Trion Worlds recently held two closed beta events for their upcoming free-to-play game End of Nations. The game is set in the future where you command a company of soldiers fighting for one of two rebel factions. I’d heard the game described before as a MMO Strategy game, an idea that seemed full of promise. Other than that I knew little about it before I sat down to play the beta. You begin by selecting one of two factions, Shadow Revolution or Liberation Front.
The Shadow Revolution seemed focused primarily on stealth and hit-and-run tactics, while the Liberation Front was focused more on direct damaging and healing. Within each faction there are two classes. The class determines what units are available to you at the start and what commander powers you have. Between missions you create several companies, or groups of units, powers, and buildings, that you will bring into missions. You can equip specific units with gear and cosmetic skins, and spend technology points to gain new units and improve the ones you already have.
The first thing I noticed once I was actually in the game was that there were few similarities between it and traditional MMO’s or strategy games. Each mission is a separate instance rather than part of a large open world. You can only control twelve regular units at a time, which you replace with resource points gained from capturing objectives. There are also no production buildings, only turrets and other automated systems. As a result of this, and the game’s map design, it feels more like a MOBA than an RTS. While this is a really interesting idea, and I would like to see good players compete in it, I did not particularly care for the way the game played. That being said Trion is making a lot of changes to the game, and by the time it comes out it may play very differently.

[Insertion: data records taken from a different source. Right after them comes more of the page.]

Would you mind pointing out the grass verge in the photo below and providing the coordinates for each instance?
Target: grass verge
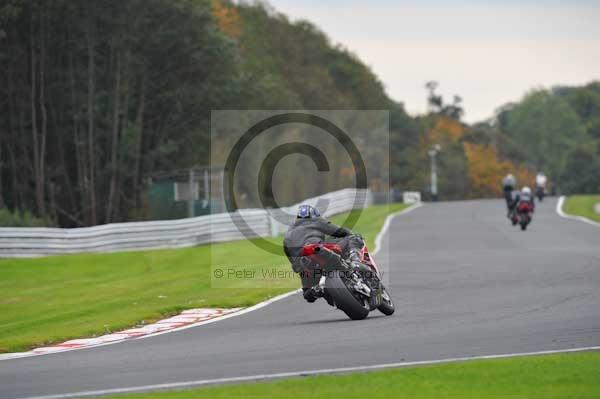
(582, 205)
(551, 376)
(50, 300)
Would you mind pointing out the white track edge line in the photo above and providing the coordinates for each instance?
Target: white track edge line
(382, 232)
(305, 373)
(561, 213)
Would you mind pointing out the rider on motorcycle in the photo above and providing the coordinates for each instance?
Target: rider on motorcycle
(540, 185)
(311, 228)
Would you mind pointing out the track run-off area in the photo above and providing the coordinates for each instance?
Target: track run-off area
(465, 283)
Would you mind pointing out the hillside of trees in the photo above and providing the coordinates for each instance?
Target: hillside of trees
(96, 96)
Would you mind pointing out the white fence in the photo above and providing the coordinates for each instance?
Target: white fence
(29, 242)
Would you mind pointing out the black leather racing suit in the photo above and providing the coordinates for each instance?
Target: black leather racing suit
(311, 231)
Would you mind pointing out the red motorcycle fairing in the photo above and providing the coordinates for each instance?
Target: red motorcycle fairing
(313, 250)
(524, 207)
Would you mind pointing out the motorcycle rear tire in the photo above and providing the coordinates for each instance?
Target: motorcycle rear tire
(344, 299)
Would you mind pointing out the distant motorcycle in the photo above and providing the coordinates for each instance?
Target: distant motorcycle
(540, 192)
(523, 214)
(355, 292)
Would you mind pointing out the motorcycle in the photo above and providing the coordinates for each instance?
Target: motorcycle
(523, 214)
(355, 292)
(540, 192)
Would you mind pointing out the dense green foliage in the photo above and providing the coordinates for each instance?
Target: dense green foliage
(572, 375)
(97, 97)
(102, 94)
(557, 131)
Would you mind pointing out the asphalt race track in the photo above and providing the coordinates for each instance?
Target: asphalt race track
(465, 283)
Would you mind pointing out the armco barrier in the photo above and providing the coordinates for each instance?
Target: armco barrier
(30, 242)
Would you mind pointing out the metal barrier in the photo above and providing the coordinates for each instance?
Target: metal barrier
(30, 242)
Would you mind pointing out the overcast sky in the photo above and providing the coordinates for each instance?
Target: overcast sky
(488, 52)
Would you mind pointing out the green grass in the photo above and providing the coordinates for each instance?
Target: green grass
(582, 205)
(49, 300)
(544, 377)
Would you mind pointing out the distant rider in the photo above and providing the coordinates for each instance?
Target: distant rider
(311, 228)
(509, 184)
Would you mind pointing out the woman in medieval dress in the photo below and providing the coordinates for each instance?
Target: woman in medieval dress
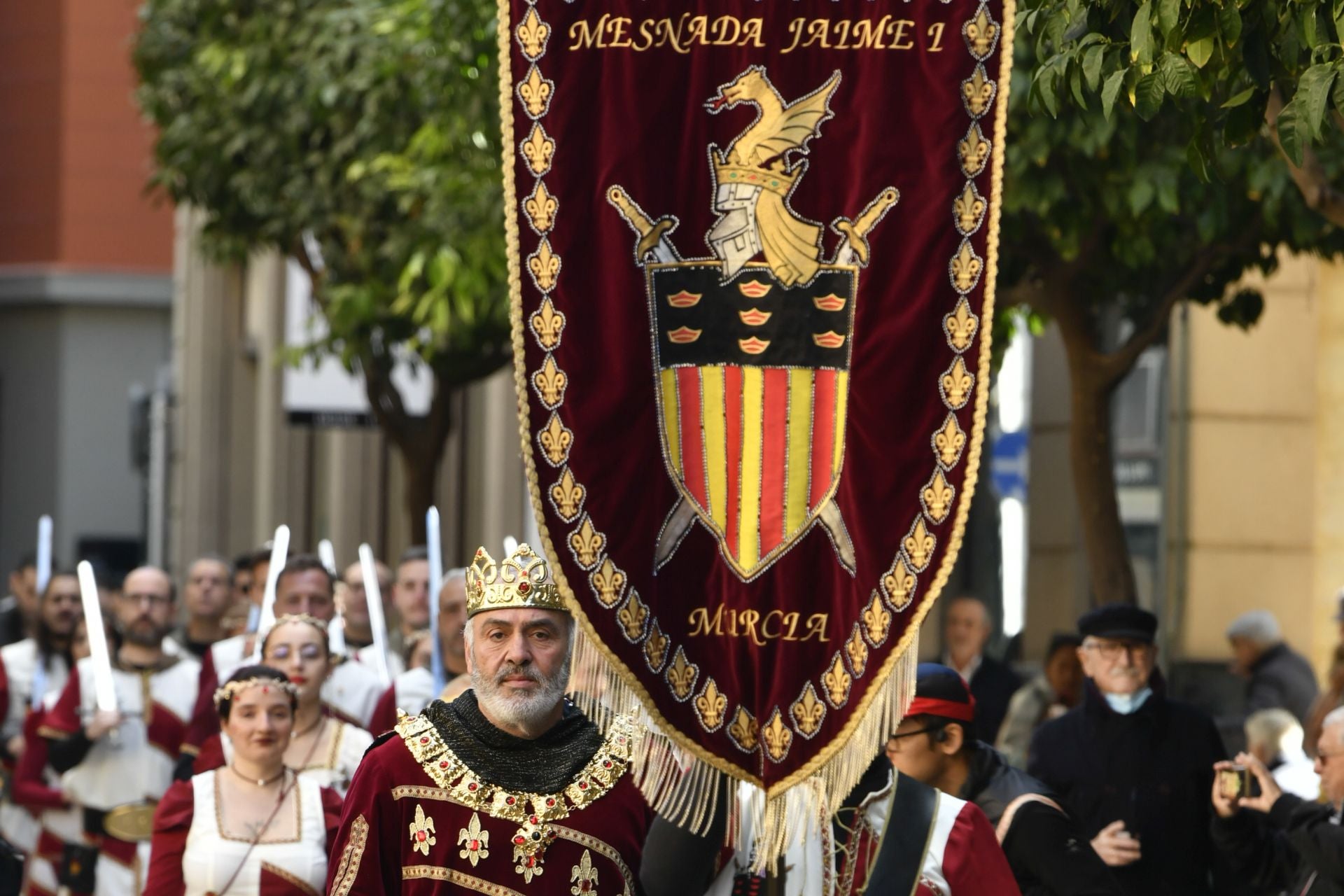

The game is largely focused on PvP, at least in beta, with very few missions against AI opponents. The game seems like it will favor those players who can effectively coordinate in teams. Because a single player cannot diversify and can be easily overwhelmed if isolated, players need to work together and build companies that complement one another. Micromanaging each unit or sub-group will also be important, as you can’t just send out a block of units to fight on their own. Basically it may be hard for new people to become involved in the game, but those that do learn how the game works and organize with other players will probably have a lot of fun. Artistically I found the game very dull as it looked similar to other near future games. This is hardly a deal breaker, but in the competitive world of free-to-play games, it would have been nice if Trion had done something to make their game stand out visually.
The premium features that Trion is currently offering within their game seem perfectly reasonable. In order the purchase units, buildings, skins, and other things you need to spend currency. This can either be currency you earn in game or currency that you purchase with real money. It may seem like a fairly obvious solution, but it’s nice to see a developer implement a solid and reasonable infrastructure into their free-to-play game. When the game launches their will also be “VIP” features, though these have not been fully explained yet.
Overall End of Nations seems like a very interesting game that borrows elements from the MOBA, Strategy, and MMO genres. That being said, I don’t think that this game is for me and it will likely be a niche title when it does come out. Still it is free-to-play so interested parties should defiantly check it out when it moves into open beta.